Bottom Line: In vivo loss of either p107 or p130 did not affect beta-cell replication or function.Combined pRb/p130 loss, however, resulted in dramatically accelerated proliferation as well as apoptotic cell death.Pancreas and beta-cell mass were significantly reduced in double mutants.

View Article: PubMed Central - PubMed

Affiliation: Division of Endocrinology and Metabolism, Department of Medicine, University of Pittsburgh School of Medicine, Pittsburgh, Pennsylvania, USA.

ABSTRACT

Objective: The retinoblastoma protein family (pRb, p130, p107) plays a central role in the regulation of cell cycle progression. Surprisingly, loss of pRb in the beta-cell has no discernible effect on cell cycle control. Therefore, we explored the effects of individual loss of either p130 or p107 in addition to the simultaneous loss of both pRb/p130 on the beta-cell.
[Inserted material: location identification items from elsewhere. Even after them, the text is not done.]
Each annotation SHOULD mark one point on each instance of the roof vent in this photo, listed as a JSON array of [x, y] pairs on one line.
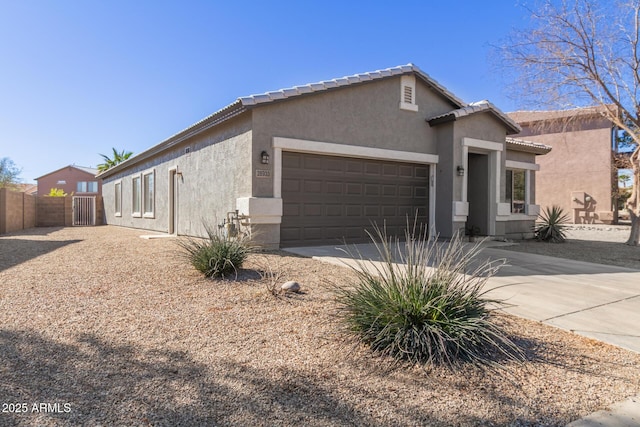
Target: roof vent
[[408, 93]]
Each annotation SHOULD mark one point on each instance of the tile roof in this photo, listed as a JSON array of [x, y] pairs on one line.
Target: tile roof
[[92, 171], [473, 108], [347, 81], [528, 146], [245, 103], [529, 116]]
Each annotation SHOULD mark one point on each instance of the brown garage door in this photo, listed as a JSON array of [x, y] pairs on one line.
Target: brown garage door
[[327, 199]]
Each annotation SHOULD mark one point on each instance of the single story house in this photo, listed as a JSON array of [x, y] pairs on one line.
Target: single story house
[[72, 179], [579, 174], [319, 163]]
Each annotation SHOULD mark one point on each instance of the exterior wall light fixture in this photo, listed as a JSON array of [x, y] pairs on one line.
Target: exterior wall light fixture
[[264, 158]]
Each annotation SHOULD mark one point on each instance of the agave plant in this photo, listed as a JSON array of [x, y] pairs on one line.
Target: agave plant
[[406, 309], [552, 227]]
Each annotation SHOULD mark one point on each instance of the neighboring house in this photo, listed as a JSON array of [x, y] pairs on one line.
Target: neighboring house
[[79, 180], [318, 163], [578, 175]]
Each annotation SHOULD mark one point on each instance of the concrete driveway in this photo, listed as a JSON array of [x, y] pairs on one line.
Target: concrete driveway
[[593, 300]]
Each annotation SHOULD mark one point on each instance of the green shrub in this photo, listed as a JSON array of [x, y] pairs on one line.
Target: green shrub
[[552, 226], [216, 255], [431, 316]]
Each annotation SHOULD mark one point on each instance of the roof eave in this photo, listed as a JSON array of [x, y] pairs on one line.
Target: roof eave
[[232, 110]]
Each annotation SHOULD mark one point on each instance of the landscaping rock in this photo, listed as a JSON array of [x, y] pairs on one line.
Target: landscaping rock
[[290, 286]]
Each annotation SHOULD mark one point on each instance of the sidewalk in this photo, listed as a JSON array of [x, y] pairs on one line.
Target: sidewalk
[[597, 301]]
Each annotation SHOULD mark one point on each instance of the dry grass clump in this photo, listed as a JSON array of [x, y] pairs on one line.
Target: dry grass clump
[[130, 334], [419, 305]]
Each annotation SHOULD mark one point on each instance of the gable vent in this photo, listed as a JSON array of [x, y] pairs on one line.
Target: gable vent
[[408, 94]]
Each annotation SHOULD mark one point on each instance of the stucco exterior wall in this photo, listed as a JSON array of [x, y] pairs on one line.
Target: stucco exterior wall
[[215, 172], [365, 115], [71, 176], [579, 162]]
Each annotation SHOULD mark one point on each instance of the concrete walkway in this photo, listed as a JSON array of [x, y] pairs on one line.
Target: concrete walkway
[[597, 301]]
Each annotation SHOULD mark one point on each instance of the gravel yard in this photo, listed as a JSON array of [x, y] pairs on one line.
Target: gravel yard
[[106, 328], [591, 243]]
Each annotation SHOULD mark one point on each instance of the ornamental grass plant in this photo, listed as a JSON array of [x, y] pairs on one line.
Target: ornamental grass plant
[[552, 226], [217, 255], [421, 305]]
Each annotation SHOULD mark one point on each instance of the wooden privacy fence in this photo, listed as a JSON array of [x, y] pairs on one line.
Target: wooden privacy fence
[[84, 210], [19, 211]]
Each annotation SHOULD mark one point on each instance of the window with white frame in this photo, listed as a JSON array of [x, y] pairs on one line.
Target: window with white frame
[[87, 187], [136, 192], [516, 190], [118, 198], [148, 191]]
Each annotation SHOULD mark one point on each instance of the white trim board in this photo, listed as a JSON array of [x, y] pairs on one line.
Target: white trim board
[[512, 164], [332, 149]]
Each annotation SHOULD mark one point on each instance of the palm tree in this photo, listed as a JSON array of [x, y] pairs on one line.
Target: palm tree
[[118, 157]]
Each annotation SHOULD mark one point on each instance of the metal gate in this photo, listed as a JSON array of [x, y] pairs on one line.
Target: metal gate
[[84, 210]]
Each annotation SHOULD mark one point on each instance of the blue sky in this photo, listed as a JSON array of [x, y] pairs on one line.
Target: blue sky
[[80, 77]]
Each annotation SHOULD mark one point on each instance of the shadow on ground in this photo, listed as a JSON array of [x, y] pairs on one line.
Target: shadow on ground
[[14, 251], [107, 384]]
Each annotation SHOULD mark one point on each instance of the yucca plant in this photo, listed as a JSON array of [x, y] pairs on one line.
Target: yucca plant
[[217, 255], [432, 315], [552, 227]]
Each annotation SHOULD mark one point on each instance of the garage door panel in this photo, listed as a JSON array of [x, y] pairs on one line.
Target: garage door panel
[[354, 189], [354, 167], [339, 198], [313, 186], [421, 172], [334, 187], [372, 168], [290, 185], [290, 209], [405, 191]]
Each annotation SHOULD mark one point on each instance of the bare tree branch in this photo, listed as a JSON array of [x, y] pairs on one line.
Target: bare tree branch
[[584, 53]]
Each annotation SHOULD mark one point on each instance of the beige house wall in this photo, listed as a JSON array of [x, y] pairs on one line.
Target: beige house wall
[[70, 176], [577, 174]]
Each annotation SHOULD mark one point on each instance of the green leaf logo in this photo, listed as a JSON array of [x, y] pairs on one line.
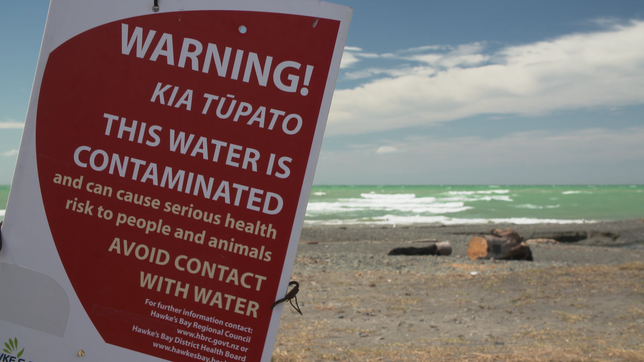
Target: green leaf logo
[[12, 346]]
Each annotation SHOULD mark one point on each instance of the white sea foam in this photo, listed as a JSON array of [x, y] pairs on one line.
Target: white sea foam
[[529, 206], [417, 219], [478, 198], [485, 192], [395, 202]]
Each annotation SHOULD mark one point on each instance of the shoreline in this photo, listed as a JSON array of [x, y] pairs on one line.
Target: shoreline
[[577, 301]]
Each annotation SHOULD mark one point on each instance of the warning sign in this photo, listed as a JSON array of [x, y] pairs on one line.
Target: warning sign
[[174, 154]]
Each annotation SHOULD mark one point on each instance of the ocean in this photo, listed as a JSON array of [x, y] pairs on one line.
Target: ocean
[[473, 204], [465, 204]]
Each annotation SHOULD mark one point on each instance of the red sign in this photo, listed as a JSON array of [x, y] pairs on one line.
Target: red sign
[[171, 152]]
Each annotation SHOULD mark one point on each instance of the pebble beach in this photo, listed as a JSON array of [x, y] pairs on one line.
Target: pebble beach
[[579, 300]]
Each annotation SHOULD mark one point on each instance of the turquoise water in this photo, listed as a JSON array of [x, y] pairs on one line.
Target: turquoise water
[[473, 204], [465, 204]]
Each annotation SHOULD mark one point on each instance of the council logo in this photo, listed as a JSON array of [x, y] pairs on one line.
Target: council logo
[[12, 352]]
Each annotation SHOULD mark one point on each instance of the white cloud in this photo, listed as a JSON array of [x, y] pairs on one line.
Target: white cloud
[[11, 125], [387, 149], [598, 69], [9, 153], [589, 156], [352, 55]]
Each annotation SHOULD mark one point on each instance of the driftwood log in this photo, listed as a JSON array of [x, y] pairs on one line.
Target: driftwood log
[[442, 248], [504, 244]]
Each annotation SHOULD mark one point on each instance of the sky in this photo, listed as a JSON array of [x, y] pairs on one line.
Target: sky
[[447, 92]]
Research design and methods: Adult mice deficient in either p130 or p107 or both pRb/p130 were examined for effects on beta-cell replication, function, and survival. The Cre-Lox system was also used to inactivate pRb in wild-type and p130-deficient beta-cells in vitro.

Results: In vivo loss of either p107 or p130 did not affect beta-cell replication or function. Combined pRb/p130 loss, however, resulted in dramatically accelerated proliferation as well as apoptotic cell death. Pancreas and beta-cell mass were significantly reduced in double mutants. Despite this, overall glucose tolerance was normal, except for mild postprandial hyperglycemia. Ex vivo, acute deletion of pRb in p130-deficient beta-cells also caused a striking increase in proliferation. The combined deletion of pRb/p130 upregulated islet expression of E2F2 but not E2F1.

Conclusions: These studies define an essential role for the pocket proteins in controlling the G(1)/S transition in beta-cells. When deficient in both pRb and p130, beta-cells undergo unrestrained cell cycle reentry and activation of apoptosis. These studies underscore the central role of the pRb pathway in controlling beta-cell turnover and provide new cellular targets for beta-cell regeneration.